Cuando las personas piensan en etiqueta piensan en reglas anticuadas y rígidas de como, por ejemplo, escribir una carta.  Pero, en realidad, la etiqueta se trata de hacer que las relaciones interpersonales sean más placenteras y de mejorar nuestra interacción con otros.  Es por esto que la etiqueta y los valores se relacionan de forma íntima.

Los valores son principios o creencias que orientan nuestro comportamiento y, por ende, se relacionan íntimamente con nuestras actitudes y conductas.  La etiqueta se refiere a un código de conducta para el comportamiento social.  Tanto los valores como la etiqueta son bases importantes tanto de nuestro comportamiento como de nuestro convivir en la sociedad ya que nos dan normas fáciles y sencillas que debemos aplicar para que nuestra interacción con otros se lleve a cabo de la mejor manera posible.

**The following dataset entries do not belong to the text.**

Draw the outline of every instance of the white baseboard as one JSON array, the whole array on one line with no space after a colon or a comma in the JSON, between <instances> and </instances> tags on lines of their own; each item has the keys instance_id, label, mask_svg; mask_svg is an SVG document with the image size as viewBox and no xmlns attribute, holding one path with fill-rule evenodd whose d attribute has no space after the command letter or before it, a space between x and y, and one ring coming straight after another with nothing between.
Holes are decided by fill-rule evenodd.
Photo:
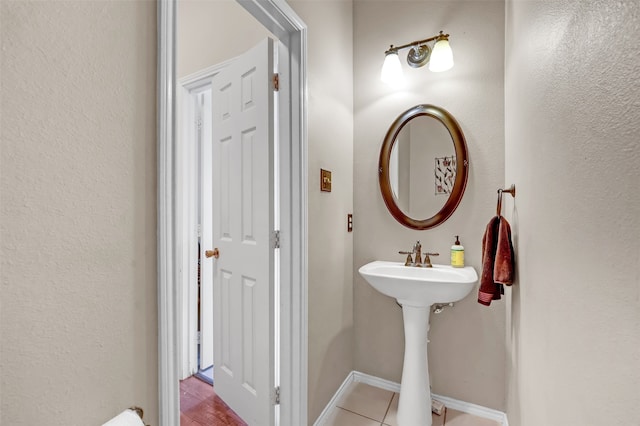
<instances>
[{"instance_id":1,"label":"white baseboard","mask_svg":"<svg viewBox=\"0 0 640 426\"><path fill-rule=\"evenodd\" d=\"M482 417L485 419L495 420L502 426L509 426L507 415L502 411L472 404L470 402L460 401L459 399L449 398L448 396L437 395L435 393L431 394L431 396L433 397L433 399L437 399L438 401L442 402L445 407L449 407L454 410L462 411L463 413L472 414L474 416Z\"/></svg>"},{"instance_id":2,"label":"white baseboard","mask_svg":"<svg viewBox=\"0 0 640 426\"><path fill-rule=\"evenodd\" d=\"M349 385L355 382L354 373L355 371L352 371L349 374L347 374L347 377L345 377L344 381L342 382L342 384L340 385L336 393L333 394L333 397L329 400L327 405L324 407L324 410L322 410L322 413L320 413L316 421L313 423L313 426L323 426L327 422L327 420L329 420L329 417L331 416L331 412L333 411L335 406L338 404L338 401L340 400L340 398L342 398L342 395L345 393Z\"/></svg>"},{"instance_id":3,"label":"white baseboard","mask_svg":"<svg viewBox=\"0 0 640 426\"><path fill-rule=\"evenodd\" d=\"M400 392L399 383L381 379L379 377L371 376L359 371L352 371L344 379L327 406L324 407L324 410L322 410L320 416L313 423L313 426L323 426L327 422L327 420L329 420L329 417L331 416L331 413L335 408L337 402L340 400L340 398L342 398L342 395L346 392L351 383L364 383L391 392ZM493 410L481 405L460 401L458 399L449 398L448 396L442 396L435 393L431 394L431 396L433 397L433 399L437 399L438 401L442 402L446 407L452 408L457 411L462 411L463 413L472 414L474 416L483 417L485 419L495 420L497 422L500 422L502 426L509 426L507 415L502 411Z\"/></svg>"}]
</instances>

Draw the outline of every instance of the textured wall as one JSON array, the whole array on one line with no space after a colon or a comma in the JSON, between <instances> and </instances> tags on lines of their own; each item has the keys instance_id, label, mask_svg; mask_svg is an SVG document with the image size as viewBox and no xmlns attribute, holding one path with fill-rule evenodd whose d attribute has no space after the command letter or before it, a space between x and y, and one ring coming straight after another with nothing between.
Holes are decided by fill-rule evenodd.
<instances>
[{"instance_id":1,"label":"textured wall","mask_svg":"<svg viewBox=\"0 0 640 426\"><path fill-rule=\"evenodd\" d=\"M352 3L292 1L308 26L309 421L353 370ZM332 192L320 192L320 168Z\"/></svg>"},{"instance_id":2,"label":"textured wall","mask_svg":"<svg viewBox=\"0 0 640 426\"><path fill-rule=\"evenodd\" d=\"M640 424L640 3L509 1L509 424Z\"/></svg>"},{"instance_id":3,"label":"textured wall","mask_svg":"<svg viewBox=\"0 0 640 426\"><path fill-rule=\"evenodd\" d=\"M437 34L451 34L455 66L445 73L404 66L409 85L380 82L384 51ZM480 270L484 228L495 214L504 178L504 3L502 1L354 2L354 269L372 260L404 260L416 240L449 262L454 235L467 264ZM402 54L406 55L407 51ZM402 56L401 54L401 56ZM393 120L429 103L456 117L467 139L469 182L458 210L442 225L414 231L388 213L378 187L378 156ZM433 160L428 163L432 167ZM505 302L476 302L477 291L432 315L429 363L433 391L476 404L505 407ZM404 353L402 312L354 273L355 367L400 381Z\"/></svg>"},{"instance_id":4,"label":"textured wall","mask_svg":"<svg viewBox=\"0 0 640 426\"><path fill-rule=\"evenodd\" d=\"M155 3L0 13L0 424L157 424Z\"/></svg>"}]
</instances>

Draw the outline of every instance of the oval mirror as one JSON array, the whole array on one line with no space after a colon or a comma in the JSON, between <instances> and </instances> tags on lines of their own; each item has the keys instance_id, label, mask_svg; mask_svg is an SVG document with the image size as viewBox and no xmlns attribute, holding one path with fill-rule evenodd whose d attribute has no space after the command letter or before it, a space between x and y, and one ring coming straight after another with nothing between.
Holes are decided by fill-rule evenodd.
<instances>
[{"instance_id":1,"label":"oval mirror","mask_svg":"<svg viewBox=\"0 0 640 426\"><path fill-rule=\"evenodd\" d=\"M380 150L380 191L401 224L429 229L447 220L467 185L467 144L443 108L416 105L391 125Z\"/></svg>"}]
</instances>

Alguien que tiene buenos valores tendrá buenos modales y viceversa.

Varios de los valores fundamentales del ser humano también aplican a la etiqueta. Algunos de ellos son:

  • El respeto: este es un valor fundamental del ser humano y es también una de las bases de la etiqueta y los buenos modales. Implica tratar a todas las personas de manera digna e incluye conductas como: saludar, sonreír y ser amable con todos, sin importar su sexo, raza o nivel socioeconómico, entre otros.

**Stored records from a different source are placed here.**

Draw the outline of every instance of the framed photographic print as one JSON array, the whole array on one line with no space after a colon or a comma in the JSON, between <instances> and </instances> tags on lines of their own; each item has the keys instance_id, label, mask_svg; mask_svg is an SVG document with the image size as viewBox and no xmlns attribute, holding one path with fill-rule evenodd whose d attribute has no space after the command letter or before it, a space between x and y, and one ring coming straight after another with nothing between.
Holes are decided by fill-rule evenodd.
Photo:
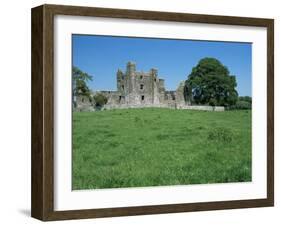
<instances>
[{"instance_id":1,"label":"framed photographic print","mask_svg":"<svg viewBox=\"0 0 281 226\"><path fill-rule=\"evenodd\" d=\"M274 21L32 9L32 216L273 206Z\"/></svg>"}]
</instances>

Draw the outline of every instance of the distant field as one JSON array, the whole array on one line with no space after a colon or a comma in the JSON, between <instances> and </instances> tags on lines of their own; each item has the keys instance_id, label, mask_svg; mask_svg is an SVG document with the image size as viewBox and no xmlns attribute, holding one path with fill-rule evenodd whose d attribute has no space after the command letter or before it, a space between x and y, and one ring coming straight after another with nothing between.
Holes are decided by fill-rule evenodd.
<instances>
[{"instance_id":1,"label":"distant field","mask_svg":"<svg viewBox=\"0 0 281 226\"><path fill-rule=\"evenodd\" d=\"M73 189L251 181L251 111L73 113Z\"/></svg>"}]
</instances>

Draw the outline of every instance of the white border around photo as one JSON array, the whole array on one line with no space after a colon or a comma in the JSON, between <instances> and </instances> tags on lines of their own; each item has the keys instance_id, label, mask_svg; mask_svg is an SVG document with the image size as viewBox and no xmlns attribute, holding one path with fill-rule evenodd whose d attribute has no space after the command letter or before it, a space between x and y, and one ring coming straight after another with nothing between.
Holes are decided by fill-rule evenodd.
<instances>
[{"instance_id":1,"label":"white border around photo","mask_svg":"<svg viewBox=\"0 0 281 226\"><path fill-rule=\"evenodd\" d=\"M77 16L54 22L54 210L266 198L266 28ZM73 191L72 34L252 43L252 182Z\"/></svg>"}]
</instances>

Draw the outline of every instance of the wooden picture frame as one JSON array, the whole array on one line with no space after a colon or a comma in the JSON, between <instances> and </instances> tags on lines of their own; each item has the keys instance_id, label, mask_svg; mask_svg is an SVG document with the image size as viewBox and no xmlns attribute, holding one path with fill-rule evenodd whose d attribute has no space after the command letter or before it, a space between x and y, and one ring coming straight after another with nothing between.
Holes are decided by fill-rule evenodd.
<instances>
[{"instance_id":1,"label":"wooden picture frame","mask_svg":"<svg viewBox=\"0 0 281 226\"><path fill-rule=\"evenodd\" d=\"M54 16L124 18L153 21L240 25L267 29L267 198L178 203L121 208L54 210ZM32 9L32 200L31 215L51 221L162 214L274 205L274 20L185 13L62 5Z\"/></svg>"}]
</instances>

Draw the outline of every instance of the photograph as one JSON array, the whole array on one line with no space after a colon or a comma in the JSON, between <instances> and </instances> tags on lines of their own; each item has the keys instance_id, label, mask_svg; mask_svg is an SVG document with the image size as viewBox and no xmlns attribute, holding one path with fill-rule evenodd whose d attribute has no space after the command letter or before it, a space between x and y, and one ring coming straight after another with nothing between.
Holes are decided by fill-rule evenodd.
<instances>
[{"instance_id":1,"label":"photograph","mask_svg":"<svg viewBox=\"0 0 281 226\"><path fill-rule=\"evenodd\" d=\"M32 8L33 218L274 206L274 18L149 7Z\"/></svg>"},{"instance_id":2,"label":"photograph","mask_svg":"<svg viewBox=\"0 0 281 226\"><path fill-rule=\"evenodd\" d=\"M252 181L252 43L72 34L72 189Z\"/></svg>"}]
</instances>

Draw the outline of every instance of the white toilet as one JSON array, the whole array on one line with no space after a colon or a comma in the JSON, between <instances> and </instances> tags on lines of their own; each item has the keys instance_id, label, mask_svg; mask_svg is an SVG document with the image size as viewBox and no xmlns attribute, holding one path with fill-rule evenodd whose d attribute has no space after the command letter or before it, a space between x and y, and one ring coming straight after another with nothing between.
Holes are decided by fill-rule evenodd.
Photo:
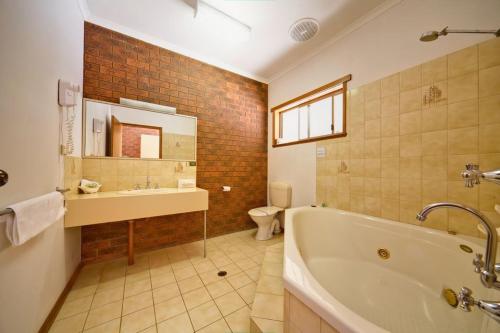
<instances>
[{"instance_id":1,"label":"white toilet","mask_svg":"<svg viewBox=\"0 0 500 333\"><path fill-rule=\"evenodd\" d=\"M280 233L280 222L278 213L290 207L292 202L292 186L281 182L272 182L269 185L269 198L271 206L254 208L248 211L248 215L257 223L258 230L256 240L267 240L274 233Z\"/></svg>"}]
</instances>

  • La solidaridad: implica ayudar a las otras personas y tenderle la mano a quienes necesitan ayuda. Es importantísimo también en los buenos modales e implica conductas como: ceder el asiento, ceder el paso, abrir puertas, apachar los botones del elevador, etc.

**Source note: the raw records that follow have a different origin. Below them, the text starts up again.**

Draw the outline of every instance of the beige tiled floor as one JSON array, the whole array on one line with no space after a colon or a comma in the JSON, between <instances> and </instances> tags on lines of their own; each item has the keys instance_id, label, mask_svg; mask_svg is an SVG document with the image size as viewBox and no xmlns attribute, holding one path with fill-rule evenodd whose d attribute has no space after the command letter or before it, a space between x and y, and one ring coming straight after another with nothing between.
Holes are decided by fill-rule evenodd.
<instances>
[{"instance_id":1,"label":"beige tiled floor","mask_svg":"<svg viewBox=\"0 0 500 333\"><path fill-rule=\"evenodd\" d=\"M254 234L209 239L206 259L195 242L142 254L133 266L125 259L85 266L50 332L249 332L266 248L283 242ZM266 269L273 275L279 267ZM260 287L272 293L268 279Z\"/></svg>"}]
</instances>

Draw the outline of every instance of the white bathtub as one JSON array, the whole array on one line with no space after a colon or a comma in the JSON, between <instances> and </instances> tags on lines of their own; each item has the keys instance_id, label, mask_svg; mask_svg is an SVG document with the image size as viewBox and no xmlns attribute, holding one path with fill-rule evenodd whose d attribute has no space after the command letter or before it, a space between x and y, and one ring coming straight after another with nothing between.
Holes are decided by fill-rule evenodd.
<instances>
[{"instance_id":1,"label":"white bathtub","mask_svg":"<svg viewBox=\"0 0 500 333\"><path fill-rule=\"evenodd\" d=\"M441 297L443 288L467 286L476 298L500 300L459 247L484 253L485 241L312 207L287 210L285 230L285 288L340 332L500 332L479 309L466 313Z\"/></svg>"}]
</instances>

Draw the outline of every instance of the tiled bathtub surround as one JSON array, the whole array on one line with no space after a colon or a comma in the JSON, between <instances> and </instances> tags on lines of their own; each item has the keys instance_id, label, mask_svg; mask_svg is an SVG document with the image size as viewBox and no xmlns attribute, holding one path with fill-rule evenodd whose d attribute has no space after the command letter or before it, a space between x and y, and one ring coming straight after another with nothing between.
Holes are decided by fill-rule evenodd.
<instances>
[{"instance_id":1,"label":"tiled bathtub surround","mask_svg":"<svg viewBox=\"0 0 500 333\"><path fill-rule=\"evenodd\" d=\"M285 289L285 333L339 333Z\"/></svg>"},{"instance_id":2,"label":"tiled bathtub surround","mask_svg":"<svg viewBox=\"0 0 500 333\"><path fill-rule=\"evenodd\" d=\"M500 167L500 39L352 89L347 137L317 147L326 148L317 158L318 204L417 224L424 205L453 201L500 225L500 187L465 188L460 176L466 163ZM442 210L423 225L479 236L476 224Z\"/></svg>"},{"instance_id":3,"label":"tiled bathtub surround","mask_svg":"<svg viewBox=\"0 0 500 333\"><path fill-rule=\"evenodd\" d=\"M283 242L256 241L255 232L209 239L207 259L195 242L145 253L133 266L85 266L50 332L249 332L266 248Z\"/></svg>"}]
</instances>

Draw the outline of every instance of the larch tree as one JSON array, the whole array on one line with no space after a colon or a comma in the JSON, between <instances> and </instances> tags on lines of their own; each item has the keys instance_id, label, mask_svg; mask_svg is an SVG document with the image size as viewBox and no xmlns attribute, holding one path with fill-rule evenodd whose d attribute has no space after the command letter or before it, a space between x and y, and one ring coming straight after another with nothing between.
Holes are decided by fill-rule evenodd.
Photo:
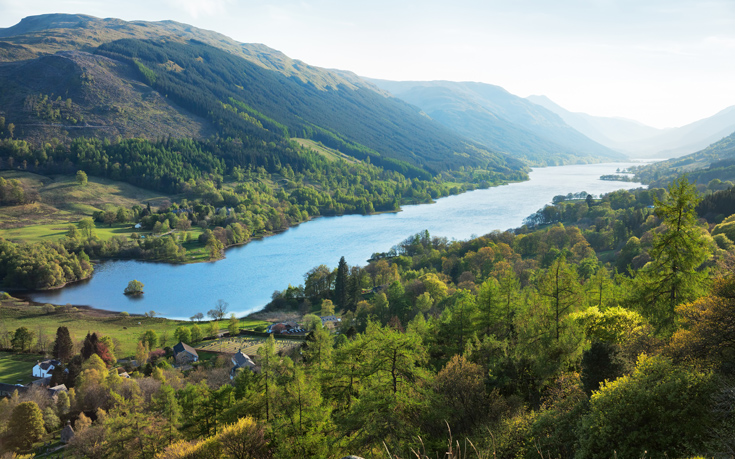
<instances>
[{"instance_id":1,"label":"larch tree","mask_svg":"<svg viewBox=\"0 0 735 459\"><path fill-rule=\"evenodd\" d=\"M567 326L566 317L581 306L582 292L577 273L564 257L559 257L541 275L538 290L548 303L553 327L551 333L559 341Z\"/></svg>"},{"instance_id":2,"label":"larch tree","mask_svg":"<svg viewBox=\"0 0 735 459\"><path fill-rule=\"evenodd\" d=\"M676 328L676 306L706 290L708 271L700 268L710 253L697 225L695 207L700 197L686 177L669 186L663 201L654 201L663 230L654 235L651 261L638 272L633 295L657 332L670 335Z\"/></svg>"}]
</instances>

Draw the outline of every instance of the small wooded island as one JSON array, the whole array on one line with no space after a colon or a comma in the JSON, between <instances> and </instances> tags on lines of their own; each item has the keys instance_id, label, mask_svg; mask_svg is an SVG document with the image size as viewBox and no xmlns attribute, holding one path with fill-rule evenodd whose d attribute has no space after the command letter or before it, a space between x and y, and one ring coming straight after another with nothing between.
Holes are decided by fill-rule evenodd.
<instances>
[{"instance_id":1,"label":"small wooded island","mask_svg":"<svg viewBox=\"0 0 735 459\"><path fill-rule=\"evenodd\" d=\"M125 287L124 293L126 295L142 295L143 287L143 283L139 280L131 280L130 282L128 282L128 286Z\"/></svg>"}]
</instances>

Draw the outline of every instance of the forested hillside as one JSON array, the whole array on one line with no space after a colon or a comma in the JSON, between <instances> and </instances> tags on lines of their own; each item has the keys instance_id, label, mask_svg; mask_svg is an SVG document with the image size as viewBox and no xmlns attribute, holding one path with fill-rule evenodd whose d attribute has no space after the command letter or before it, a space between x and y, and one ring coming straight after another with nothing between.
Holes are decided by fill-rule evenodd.
<instances>
[{"instance_id":1,"label":"forested hillside","mask_svg":"<svg viewBox=\"0 0 735 459\"><path fill-rule=\"evenodd\" d=\"M238 48L180 24L147 25L51 15L2 31L9 51L0 64L0 106L14 136L36 144L78 136L306 137L423 178L462 166L523 167L355 84L346 72L331 74L262 46ZM78 39L70 29L81 29ZM39 57L22 60L28 52Z\"/></svg>"},{"instance_id":2,"label":"forested hillside","mask_svg":"<svg viewBox=\"0 0 735 459\"><path fill-rule=\"evenodd\" d=\"M113 341L88 336L59 348L64 401L0 402L7 444L28 451L9 420L37 412L40 429L73 422L79 457L727 457L735 246L699 199L686 180L572 197L539 228L423 232L364 267L315 267L269 307L336 311L339 333L304 316L303 346L271 338L231 382L226 363L170 369L147 335L150 362L122 379L95 344Z\"/></svg>"},{"instance_id":3,"label":"forested hillside","mask_svg":"<svg viewBox=\"0 0 735 459\"><path fill-rule=\"evenodd\" d=\"M691 155L632 170L636 173L636 180L652 186L665 185L682 174L702 187L713 180L716 183L735 181L735 133Z\"/></svg>"}]
</instances>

  • La amistad: es un valor imprescindible para la vida y se basa en la confianza y la fidelidad.  En cuanto a la etiqueta, implica conductas como: acercarnos a nuevas personas, saber presentar a nuestros amigos, ser amable, compartir, etc.
  • La responsabilidad: valor esencial al realizar nuestras actividades diarias y la base también de los buenos modales: recoger nuestro desorden, tirar la basura al basurero y pagar impuestos son todos ejemplos de responsabilidad. 
  • La empatía: implica saber ponernos en los zapatos de los demás y ver el mundo a través de sus ojos. Muchas de las cortesías del día a día implican controlar nuestro comportamiento para no incomodar a otros o para ayudar a los demás a sentirse mejor. Como, por ejemplo: comer con la boca cerrada, no quejarnos y agradecer, entre otras.
  • La felicidad: a través de los buenos modales creamos un mejor mundo ya que mejora nuestra interacción con quienes nos rodean. Hace que seamos más amables con otros lo cual, a su vez, hace que estas personas respondan con amabilidad y alegría. Así que, a la larga, las buenas maneras fomentan la felicidad y buscan hacer del mundo un lugar mejor y, sobre todo, más amable.